A parlamentar foi condenada por envolvimento na invasão ao sistema eletrônico do Conselho Nacional de Justiça (CNJ), ocorrida em 2023. O crime foi executado pelo hacker Walter Delgatti, a mando da deputada, segundo as investigações.
A defesa de Zambelli está atualmente sob responsabilidade da DPU, após a parlamentar fugir para a Itália, na semana passada, antes do início da execução da pena. Com isso, Moraes determinou que a Defensoria assumisse sua representação legal no processo.
No recurso, a DPU alegou que ainda haveria recursos pendentes de julgamento, o que impediria a execução imediata da condenação.
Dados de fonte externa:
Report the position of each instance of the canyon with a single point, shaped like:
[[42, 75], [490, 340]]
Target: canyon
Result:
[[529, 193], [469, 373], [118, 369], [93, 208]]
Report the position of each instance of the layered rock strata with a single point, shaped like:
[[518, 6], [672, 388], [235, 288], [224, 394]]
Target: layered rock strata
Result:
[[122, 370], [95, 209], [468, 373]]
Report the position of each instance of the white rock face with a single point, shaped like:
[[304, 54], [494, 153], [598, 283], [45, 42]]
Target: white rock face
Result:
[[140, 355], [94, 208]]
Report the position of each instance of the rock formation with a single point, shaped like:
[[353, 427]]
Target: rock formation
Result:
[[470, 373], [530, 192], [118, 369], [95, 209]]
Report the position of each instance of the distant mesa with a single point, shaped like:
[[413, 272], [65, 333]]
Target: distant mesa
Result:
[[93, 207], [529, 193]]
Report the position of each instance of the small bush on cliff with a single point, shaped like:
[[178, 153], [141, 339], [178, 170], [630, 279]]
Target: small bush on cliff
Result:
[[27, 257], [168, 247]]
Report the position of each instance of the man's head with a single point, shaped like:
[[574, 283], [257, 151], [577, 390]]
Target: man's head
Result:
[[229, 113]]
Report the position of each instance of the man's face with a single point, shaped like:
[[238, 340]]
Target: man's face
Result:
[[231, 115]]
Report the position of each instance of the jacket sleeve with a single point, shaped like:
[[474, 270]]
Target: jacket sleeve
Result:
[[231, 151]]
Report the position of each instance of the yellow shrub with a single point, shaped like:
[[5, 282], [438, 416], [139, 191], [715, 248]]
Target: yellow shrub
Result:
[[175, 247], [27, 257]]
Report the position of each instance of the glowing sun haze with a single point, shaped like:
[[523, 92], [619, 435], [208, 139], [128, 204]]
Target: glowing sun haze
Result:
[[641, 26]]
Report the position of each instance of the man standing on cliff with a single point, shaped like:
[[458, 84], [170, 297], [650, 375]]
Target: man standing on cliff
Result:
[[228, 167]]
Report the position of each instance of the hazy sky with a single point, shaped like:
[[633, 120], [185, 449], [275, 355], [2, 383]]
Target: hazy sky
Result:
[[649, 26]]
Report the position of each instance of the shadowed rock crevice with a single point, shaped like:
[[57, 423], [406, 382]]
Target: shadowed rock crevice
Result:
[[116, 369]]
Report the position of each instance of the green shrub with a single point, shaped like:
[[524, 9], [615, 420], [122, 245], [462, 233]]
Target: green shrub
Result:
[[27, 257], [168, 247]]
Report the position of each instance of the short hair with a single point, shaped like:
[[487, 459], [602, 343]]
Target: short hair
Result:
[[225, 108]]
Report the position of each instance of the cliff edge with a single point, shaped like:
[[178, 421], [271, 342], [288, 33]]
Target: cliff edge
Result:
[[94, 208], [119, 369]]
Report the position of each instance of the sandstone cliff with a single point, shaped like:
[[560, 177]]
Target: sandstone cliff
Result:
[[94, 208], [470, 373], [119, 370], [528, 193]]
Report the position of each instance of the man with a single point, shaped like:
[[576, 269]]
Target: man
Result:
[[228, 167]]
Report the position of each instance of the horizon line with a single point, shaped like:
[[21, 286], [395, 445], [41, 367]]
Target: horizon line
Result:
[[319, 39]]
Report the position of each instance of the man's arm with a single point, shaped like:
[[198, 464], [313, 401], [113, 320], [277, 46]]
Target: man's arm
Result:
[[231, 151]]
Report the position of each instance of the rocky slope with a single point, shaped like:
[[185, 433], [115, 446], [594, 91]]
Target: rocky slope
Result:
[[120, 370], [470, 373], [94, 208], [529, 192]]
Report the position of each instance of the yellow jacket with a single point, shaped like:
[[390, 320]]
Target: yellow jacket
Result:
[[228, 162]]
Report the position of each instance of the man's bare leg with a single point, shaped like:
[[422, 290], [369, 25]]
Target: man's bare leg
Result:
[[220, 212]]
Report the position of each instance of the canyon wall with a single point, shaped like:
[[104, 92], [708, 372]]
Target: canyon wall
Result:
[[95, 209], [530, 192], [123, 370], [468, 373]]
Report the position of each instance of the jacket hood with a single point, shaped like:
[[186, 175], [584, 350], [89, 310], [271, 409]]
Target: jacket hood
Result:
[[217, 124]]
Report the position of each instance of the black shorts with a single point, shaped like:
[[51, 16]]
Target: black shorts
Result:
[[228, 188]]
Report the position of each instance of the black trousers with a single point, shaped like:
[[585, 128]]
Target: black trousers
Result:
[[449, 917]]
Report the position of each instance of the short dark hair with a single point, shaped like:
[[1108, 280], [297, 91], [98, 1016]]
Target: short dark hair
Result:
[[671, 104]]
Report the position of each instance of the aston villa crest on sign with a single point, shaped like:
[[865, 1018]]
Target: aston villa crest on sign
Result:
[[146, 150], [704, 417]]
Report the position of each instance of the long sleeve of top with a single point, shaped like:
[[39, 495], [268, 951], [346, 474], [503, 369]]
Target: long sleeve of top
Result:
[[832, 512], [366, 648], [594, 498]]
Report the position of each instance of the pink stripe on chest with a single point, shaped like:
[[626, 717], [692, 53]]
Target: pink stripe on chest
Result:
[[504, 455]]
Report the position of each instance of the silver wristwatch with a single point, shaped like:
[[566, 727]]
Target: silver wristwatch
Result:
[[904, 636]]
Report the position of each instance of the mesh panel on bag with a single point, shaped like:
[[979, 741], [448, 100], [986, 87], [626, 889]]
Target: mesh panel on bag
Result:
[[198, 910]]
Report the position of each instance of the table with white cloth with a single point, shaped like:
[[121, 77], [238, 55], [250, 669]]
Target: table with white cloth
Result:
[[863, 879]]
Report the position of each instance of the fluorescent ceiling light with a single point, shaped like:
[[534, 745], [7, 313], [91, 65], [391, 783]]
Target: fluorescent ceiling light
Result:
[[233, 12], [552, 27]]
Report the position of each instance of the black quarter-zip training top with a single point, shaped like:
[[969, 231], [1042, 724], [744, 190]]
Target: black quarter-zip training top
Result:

No entanto, Moraes afirmou que não há contradições na decisão da Primeira Turma do STF, que já havia negado o último recurso da defesa.
“Inexiste a contradição apontada, na medida em que, consoante constou expressamente do voto proferido, buscou a embargante Carla Zambelli, assim como Walter Delgatti, apresentar mero inconformismo com a solução adotada pela turma julgadora”, destacou o ministro.
Na última quarta-feira (11), Moraes também enviou ao Ministério da Justiça e Segurança Pública o pedido formal de extradição de Zambelli. Agora, cabe ao Executivo Federal dar andamento ao pedido junto ao governo da Itália.
Além de Zambelli, o hacker Walter Delgatti também foi condenado no mesmo processo, a uma pena de 8 anos e 3 meses de prisão.